Let's not get taken in by this conservative pessimism. Melanie Phillips' views are not as strange as they first appear, they have a long pedigree, but this does not make them convincing. All she is doing is digging up the old cyclical view of history, obsessed with the fall of the Roman Empire, that sees history as a process whereby the rise and fall of civilisations are intrinsically tied, to use the terminology of the late American historian Christopher Lasch, to "republican virtues". These are what Melanie Phillips sees as being embedded in her newly re-Christianised Europe. Prominent amongst these virtues is the idea of self-sacrifice. In this view, the cause of decline is "decadence" as communal ideals collapse into a form of selfish individualism. Softened by luxury, the old world would be unable to resist the challenge posed by the "virtuous", self sacrificing challengers and would be crushed by their vigour. The problem with Melanie Phillips' view, as with many other theories of history, is that it is hard to reconcile with reality.

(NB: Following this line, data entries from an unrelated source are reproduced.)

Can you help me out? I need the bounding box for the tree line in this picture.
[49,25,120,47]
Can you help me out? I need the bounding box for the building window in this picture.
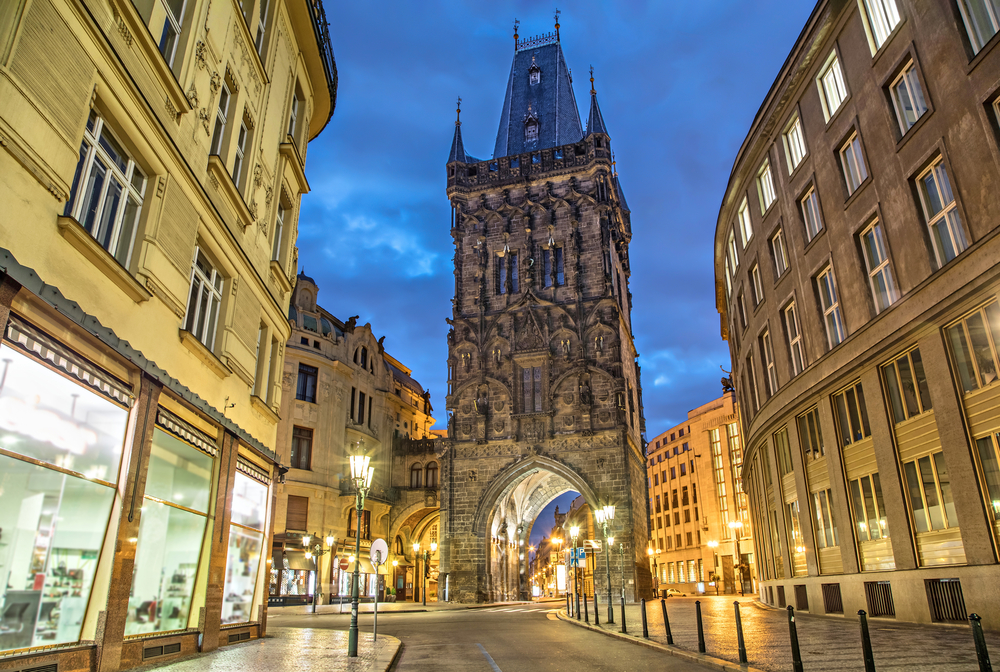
[223,473,267,623]
[529,65,541,85]
[974,434,1000,525]
[290,426,313,470]
[958,0,1000,53]
[761,329,778,396]
[348,509,371,540]
[817,267,846,349]
[426,462,439,488]
[254,0,269,52]
[833,381,871,446]
[850,473,889,541]
[542,248,564,288]
[158,0,186,67]
[757,159,776,214]
[232,112,251,187]
[904,452,957,532]
[946,301,1000,393]
[771,229,789,277]
[522,366,542,412]
[738,197,753,247]
[774,427,793,476]
[812,489,839,548]
[525,119,539,142]
[64,110,147,268]
[727,229,739,272]
[287,86,301,139]
[882,348,932,423]
[840,132,868,195]
[272,204,286,261]
[860,218,898,313]
[862,0,901,50]
[783,113,807,173]
[410,464,423,488]
[783,301,805,375]
[737,291,747,331]
[210,81,230,155]
[183,247,224,350]
[917,159,968,267]
[750,264,764,306]
[555,247,565,285]
[801,186,824,241]
[296,364,318,403]
[890,62,927,134]
[498,251,519,294]
[746,353,760,413]
[818,52,848,121]
[797,407,824,460]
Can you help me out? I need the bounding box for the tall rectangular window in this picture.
[510,252,519,292]
[882,348,932,423]
[761,329,778,396]
[271,204,286,261]
[771,228,789,277]
[784,301,805,375]
[751,264,764,306]
[833,381,871,446]
[840,132,868,194]
[746,353,760,412]
[738,197,753,247]
[232,114,250,186]
[946,301,1000,393]
[904,452,957,532]
[184,247,224,350]
[522,366,542,412]
[287,89,300,139]
[64,110,147,268]
[958,0,1000,53]
[862,0,901,49]
[797,407,825,459]
[973,434,1000,525]
[812,489,839,548]
[775,428,793,477]
[890,62,927,133]
[860,219,898,313]
[158,0,186,67]
[757,159,777,214]
[783,113,807,173]
[850,473,890,541]
[290,426,313,470]
[542,249,553,288]
[818,52,848,121]
[917,159,968,267]
[817,267,846,348]
[210,82,230,155]
[296,364,317,403]
[254,324,269,397]
[737,291,747,331]
[255,0,269,52]
[555,247,565,286]
[801,186,824,241]
[728,229,739,271]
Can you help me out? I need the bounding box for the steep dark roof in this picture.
[585,90,608,136]
[448,121,467,163]
[388,361,425,397]
[614,174,630,213]
[493,41,584,159]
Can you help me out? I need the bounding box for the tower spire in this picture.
[448,97,468,164]
[585,66,609,136]
[554,8,561,41]
[513,18,519,51]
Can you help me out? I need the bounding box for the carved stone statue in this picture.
[475,386,489,415]
[579,377,592,406]
[344,315,359,332]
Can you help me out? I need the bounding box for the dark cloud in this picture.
[301,1,814,435]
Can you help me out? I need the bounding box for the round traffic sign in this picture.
[339,557,349,571]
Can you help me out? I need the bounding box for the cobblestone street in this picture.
[574,595,1000,671]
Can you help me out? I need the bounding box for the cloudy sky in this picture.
[300,1,815,439]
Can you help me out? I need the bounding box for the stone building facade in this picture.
[646,395,754,596]
[270,274,439,604]
[440,19,651,603]
[715,0,1000,626]
[0,0,336,667]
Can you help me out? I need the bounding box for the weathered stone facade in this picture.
[439,27,650,603]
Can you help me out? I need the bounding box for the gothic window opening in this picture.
[522,366,543,412]
[525,119,539,143]
[497,252,519,294]
[529,65,541,85]
[555,247,564,285]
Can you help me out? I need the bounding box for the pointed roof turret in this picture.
[448,97,469,164]
[585,67,608,137]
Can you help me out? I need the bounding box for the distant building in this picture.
[715,0,1000,626]
[646,395,753,596]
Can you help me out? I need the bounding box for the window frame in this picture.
[945,300,1000,394]
[157,0,188,68]
[746,352,760,413]
[859,217,899,314]
[271,202,286,262]
[296,364,318,403]
[290,426,313,470]
[183,246,224,350]
[812,488,838,549]
[840,131,869,196]
[797,406,825,460]
[750,263,764,307]
[833,381,872,447]
[916,157,968,268]
[903,452,957,532]
[889,61,928,135]
[817,50,849,121]
[784,301,806,376]
[210,81,231,156]
[957,0,1000,55]
[801,185,824,242]
[860,0,902,53]
[783,112,807,174]
[816,266,846,349]
[761,328,778,396]
[232,113,250,187]
[771,228,789,278]
[738,197,753,247]
[881,347,933,423]
[849,472,889,542]
[757,158,777,215]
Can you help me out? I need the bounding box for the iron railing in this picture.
[338,480,399,504]
[304,0,338,131]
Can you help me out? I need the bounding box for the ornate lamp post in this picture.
[707,540,720,595]
[302,532,336,613]
[594,505,616,623]
[569,525,580,619]
[729,520,744,596]
[347,444,374,658]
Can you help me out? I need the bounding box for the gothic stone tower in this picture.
[440,19,651,603]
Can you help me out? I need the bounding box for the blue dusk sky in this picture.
[300,2,815,438]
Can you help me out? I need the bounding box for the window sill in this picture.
[894,110,932,153]
[843,176,872,210]
[251,394,280,424]
[207,154,254,229]
[57,216,152,303]
[179,329,231,379]
[270,260,293,293]
[279,141,310,194]
[966,29,1000,75]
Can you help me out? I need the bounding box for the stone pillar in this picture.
[201,430,240,652]
[784,419,819,577]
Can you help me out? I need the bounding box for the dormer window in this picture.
[529,66,540,85]
[525,119,539,143]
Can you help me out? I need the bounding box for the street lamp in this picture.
[302,532,336,613]
[594,504,615,624]
[646,547,661,596]
[707,540,719,595]
[617,540,626,633]
[391,559,398,602]
[347,442,374,658]
[569,525,580,620]
[729,520,744,596]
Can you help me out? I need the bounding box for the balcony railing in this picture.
[339,479,398,504]
[305,0,338,129]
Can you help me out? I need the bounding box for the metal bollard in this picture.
[641,598,649,638]
[620,588,627,634]
[594,593,600,626]
[566,592,571,617]
[970,613,994,672]
[735,601,748,665]
[788,605,804,672]
[661,599,674,645]
[696,600,706,653]
[858,610,876,672]
[576,589,581,621]
[584,591,589,624]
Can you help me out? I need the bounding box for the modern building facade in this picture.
[0,0,336,667]
[646,395,754,596]
[269,274,439,606]
[715,0,1000,626]
[440,16,651,603]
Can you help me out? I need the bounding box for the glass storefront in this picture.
[0,346,127,653]
[125,428,213,635]
[221,471,267,624]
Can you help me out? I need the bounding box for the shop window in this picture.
[222,472,268,624]
[881,348,932,423]
[183,247,224,351]
[64,109,147,268]
[946,301,1000,394]
[410,464,423,488]
[425,462,439,488]
[126,428,212,635]
[0,345,128,653]
[296,364,317,403]
[833,381,871,446]
[290,426,312,470]
[904,452,957,532]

Lasch, in The True and Only Heaven: Progress and its Critics, argues that Adam Smith was consciously writing against the cyclical tradition with his assertion that a modern civilisation could be developed through the self-interest of individuals in the free market, that it was selfish individualism rather than virtue that was the key to a sustainable civilisation. For a follower of Smith, a defence of liberal and secular values is inherent in the development of commerce, in much the same way that the Manchester School saw free trade as an instrument of global peace. We do not willingly abandon prosperity.
The reality is that successful totalitarian and illiberal challenges are actually not the result of the psychological softening through comfort, but of the failure of the good life. It is in crisis that we suffer a loss of faith. If we are living the good life and being challenged by violent, self-sacrificing, hardened outsiders offering us the bad life instead, what will we do? Will we say, "I can't be bothered, let's have the bad life, it is so much easier"? That isn't what happened in 1939.
At heart there is an assumption that a range of belief systems, from Fascism to Religion, are somehow positive and vigorous, whilst secular liberalism is negative, an absence of belief. Commitment to secular liberalism can be as fierce as that to totalitarianism and, when challenged, all the resources of successful, prosperous societies can be mobilised to defend it.